My perception, possibly misperception, is that you are too focused on vague hypotheticals. I believe that it is not unlikely that future tool AI will be based on, or be inspired by (at least partly), previous generations of tool AI that did not turn themselves into agent AIs. I further believe that, instead of speculating about specific failure modes, it would be fruitful to research whether we should expect some sort of black swan event in the development of these systems.
I think the idea around here is to expect a strong discontinuity and almost completely dismiss current narrow AI systems. But this seems like black-and-white thinking to me. I don't think that current narrow AI systems are very similar to your hypothetical superintelligent tools. But I also don't think that it is warranted to dismiss the possibility that we will arrive at those superintelligent tools by incremental improvements of our current systems.

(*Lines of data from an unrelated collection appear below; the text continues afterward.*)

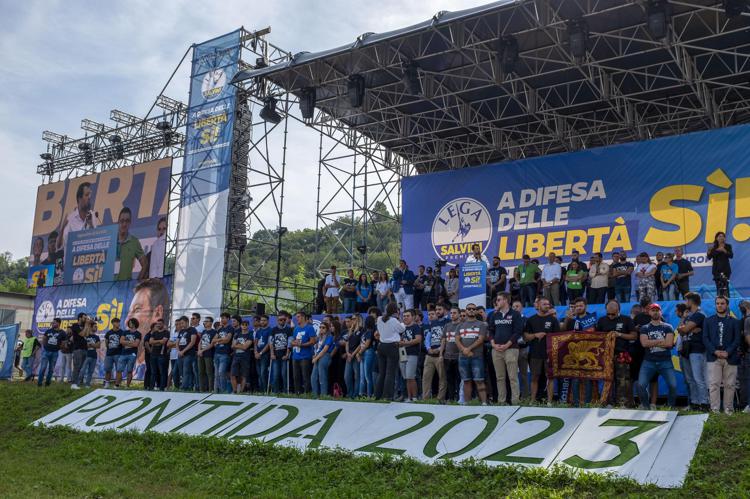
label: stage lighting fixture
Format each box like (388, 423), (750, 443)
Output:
(109, 134), (125, 159)
(346, 74), (365, 107)
(497, 36), (518, 75)
(299, 87), (316, 120)
(260, 96), (281, 125)
(78, 142), (94, 165)
(401, 62), (422, 95)
(646, 0), (669, 40)
(723, 0), (750, 19)
(568, 19), (589, 59)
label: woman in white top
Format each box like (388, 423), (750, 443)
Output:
(375, 303), (406, 400)
(375, 272), (391, 311)
(635, 251), (656, 301)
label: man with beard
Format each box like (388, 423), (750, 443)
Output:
(524, 298), (560, 405)
(596, 300), (638, 405)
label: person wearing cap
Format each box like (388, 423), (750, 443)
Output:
(198, 316), (217, 392)
(703, 296), (741, 415)
(636, 303), (677, 409)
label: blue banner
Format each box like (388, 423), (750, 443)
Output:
(458, 262), (487, 308)
(402, 125), (750, 297)
(65, 225), (118, 284)
(31, 276), (172, 377)
(0, 324), (19, 379)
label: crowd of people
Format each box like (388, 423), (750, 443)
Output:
(17, 233), (750, 413)
(19, 291), (750, 413)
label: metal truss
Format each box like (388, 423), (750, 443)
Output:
(239, 0), (750, 172)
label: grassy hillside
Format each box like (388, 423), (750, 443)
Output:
(0, 383), (750, 498)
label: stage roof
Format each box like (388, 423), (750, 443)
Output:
(234, 0), (750, 173)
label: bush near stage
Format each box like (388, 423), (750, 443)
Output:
(0, 383), (750, 497)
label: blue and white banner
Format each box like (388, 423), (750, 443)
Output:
(458, 262), (487, 308)
(173, 30), (240, 317)
(0, 324), (18, 379)
(65, 225), (118, 284)
(402, 125), (750, 296)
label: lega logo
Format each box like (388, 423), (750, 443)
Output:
(36, 300), (55, 323)
(201, 68), (227, 100)
(432, 198), (492, 265)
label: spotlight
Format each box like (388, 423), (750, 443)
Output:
(299, 87), (316, 120)
(497, 36), (518, 75)
(723, 0), (750, 19)
(401, 62), (422, 95)
(646, 0), (669, 40)
(346, 74), (365, 107)
(109, 134), (125, 159)
(260, 96), (281, 125)
(568, 19), (589, 59)
(78, 142), (94, 165)
(156, 120), (174, 146)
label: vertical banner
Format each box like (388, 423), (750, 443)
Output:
(458, 262), (487, 308)
(173, 30), (240, 317)
(0, 324), (19, 379)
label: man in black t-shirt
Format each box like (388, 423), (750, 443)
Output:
(269, 310), (292, 393)
(149, 319), (169, 391)
(523, 298), (560, 405)
(596, 300), (638, 405)
(70, 312), (88, 390)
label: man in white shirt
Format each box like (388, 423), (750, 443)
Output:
(542, 253), (562, 306)
(57, 182), (98, 250)
(466, 244), (490, 268)
(323, 265), (340, 314)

What I am trying to communicate is that it seems much more important to me to technically define at what point you believe tools to turn into agents, rather than using it as a premise for speculative scenarios.
Another point I would like to make is that researching how to create the kind of tool AI you have in mind, and speculating about its failure modes, are completely intervened problems. It seems futile to come up with vague scenarios of how these completely undefined systems might fail, and to expect to gain valuable insights from these speculations.
I also think that it would make sense to talk about this with experts outside of your social circles. Do they believe that your speculations are worthwhile at this point in time? If not, why not?
technically define at what point you believe tools to turn into agents
Just because I haven't posted on this, doesn't mean I haven't been working on it :-) but the work is not yet ready.
In the spirit of "satisficers want to become maximisers" here is a somewhat weaker argument (growing out of a discussion with Daniel Dewey) that "tool AIs" would want to become agent AIs.
The argument is simple. Assume the tool AI is given the task of finding the best plan for achieving some goal. The plan must be realistic and remain within the resources of the AI's controller - energy, money, social power, etc. The best plans are the ones that use these resources in the most effective and economic way to achieve the goal.
And the AI's controller has one special type of resource, uniquely effective at what it does. Namely, the AI itself. It is smart, potentially powerful, and could self-improve and pull all the usual AI tricks. So the best plan a tool AI could come up with, for almost any goal, is "turn me into an agent AI with that goal." The smarter the AI, the better this plan is. Of course, the plan need not read literally like that - it could simply be a complicated plan that, as a side-effect, turns the tool AI into an agent. Or copy the AI's software into a agent design. Or it might just arrange things so that we always end up following the tool AIs advice and consult it often, which is an indirect way of making it into an agent. Depending on how we've programmed the tool AI's preferences, it might be motivated to mislead us about this aspect of its plan, concealing the secret goal of unleashing itself as an agent.
In any case, it does us good to realise that "make me into an agent" is what a tool AI would consider the best possible plan for many goals. So without a hint of agency, it's motivated to make us make it into a agent.